The great supermarket rip off

Rue the day that price scanning came into being. I have never been a fan. It only serves to make the supermarket owner richer, faster and dishonestly. It also serves to frustrate consumers like me who habitually check their bills. For shoppers who don’t, you are playing right into their hands.

As a regular visitor to the supermarket, two to three times a week, I consider myself a highly valued customer, making a real contribution to the company’s bottom line.

So being a very important person, I get extremely irate when I feel I am being rip-offed.

There are two kinds of rip-offs.
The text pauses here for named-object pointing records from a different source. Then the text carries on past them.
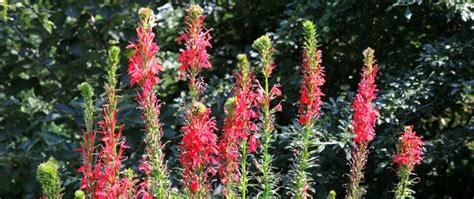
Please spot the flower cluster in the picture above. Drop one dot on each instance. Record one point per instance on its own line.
(263, 98)
(363, 123)
(310, 102)
(409, 150)
(110, 157)
(143, 66)
(237, 127)
(198, 149)
(194, 57)
(102, 170)
(364, 113)
(409, 154)
(313, 78)
(143, 70)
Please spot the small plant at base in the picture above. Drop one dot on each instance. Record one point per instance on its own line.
(88, 142)
(236, 131)
(363, 123)
(310, 102)
(47, 175)
(79, 194)
(263, 97)
(409, 154)
(331, 195)
(143, 70)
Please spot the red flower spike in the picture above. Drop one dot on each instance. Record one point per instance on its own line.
(143, 70)
(409, 150)
(313, 79)
(196, 39)
(198, 148)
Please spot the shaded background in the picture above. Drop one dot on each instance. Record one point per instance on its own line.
(426, 79)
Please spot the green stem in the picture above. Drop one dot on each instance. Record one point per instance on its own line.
(402, 191)
(302, 165)
(243, 165)
(267, 159)
(357, 173)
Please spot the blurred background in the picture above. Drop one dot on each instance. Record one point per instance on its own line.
(426, 79)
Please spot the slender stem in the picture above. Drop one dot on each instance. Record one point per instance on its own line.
(357, 172)
(303, 164)
(243, 165)
(267, 159)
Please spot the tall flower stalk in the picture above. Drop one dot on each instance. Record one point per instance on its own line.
(236, 130)
(363, 123)
(408, 155)
(107, 170)
(143, 70)
(264, 96)
(198, 147)
(310, 102)
(194, 57)
(88, 142)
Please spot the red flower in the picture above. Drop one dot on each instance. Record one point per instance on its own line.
(365, 114)
(87, 151)
(198, 148)
(253, 144)
(110, 157)
(313, 79)
(409, 149)
(143, 69)
(194, 57)
(143, 63)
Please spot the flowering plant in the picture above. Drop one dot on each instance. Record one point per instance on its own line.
(409, 154)
(143, 69)
(237, 128)
(363, 124)
(199, 143)
(310, 102)
(263, 98)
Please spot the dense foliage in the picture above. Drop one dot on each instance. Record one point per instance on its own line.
(425, 78)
There is the one kind that is controllable and the other kind that is uncontrollable.

The controllable kind is where you notice that an item is overpriced, you know you can get the exact same thing elsewhere a lot cheaper. You make a conscious effort to leave the item and move to the next one on your shopping list. You are in control.

The uncontrollable kind is where you check the price, feel comfortable with the amount that you are going to pay, but when you get to the checkout the supermarket scanner shows up a different, much higher price (that’s if you can even see the monitor or are watching it as your goods check through).

If you don’t manage that, you may be alerted to the fact that you have been ripped off when your mental calculation of the cost of all the goods in your basket does not tally with what you are asked to pay at the till.

Do you check your bill?

This is the main point of this blog.

Check your bill.

I always check my bill and there if often, I’m even prepared to say, usually, a pricing discrepancy. There is one supermarket where I shop which regularly has many specials. But the price advertised in the promotion leaflet, differs from the price you pay at the till. It seems to happen a lot with their fresh fruit and vegetables.

I was once given the explanation that the computerised cash registers do not update as quickly as the promotions are listed. No excuse. You must insist that you pay the shelf price when you get to the till. In some countries, not only do you get to pay at the advertised price, you are entitled to a free item. See the code of scanning on:http// (1)

When I check my bill, there can be a 50c to $3 price difference. This may not be much in itself, but multiply that by three times a week, four times a month. Then take that number and multiply it by the number of shoppers who visit the store every day.

Supermarkets are making a huge amount of money by scanning in goods for more than what they are marked on the shelf. It must be millions and millions and millions. Enough to put you off shopping for life.

But, since you can’t stop buying groceries, get into the habit of checking your till slip.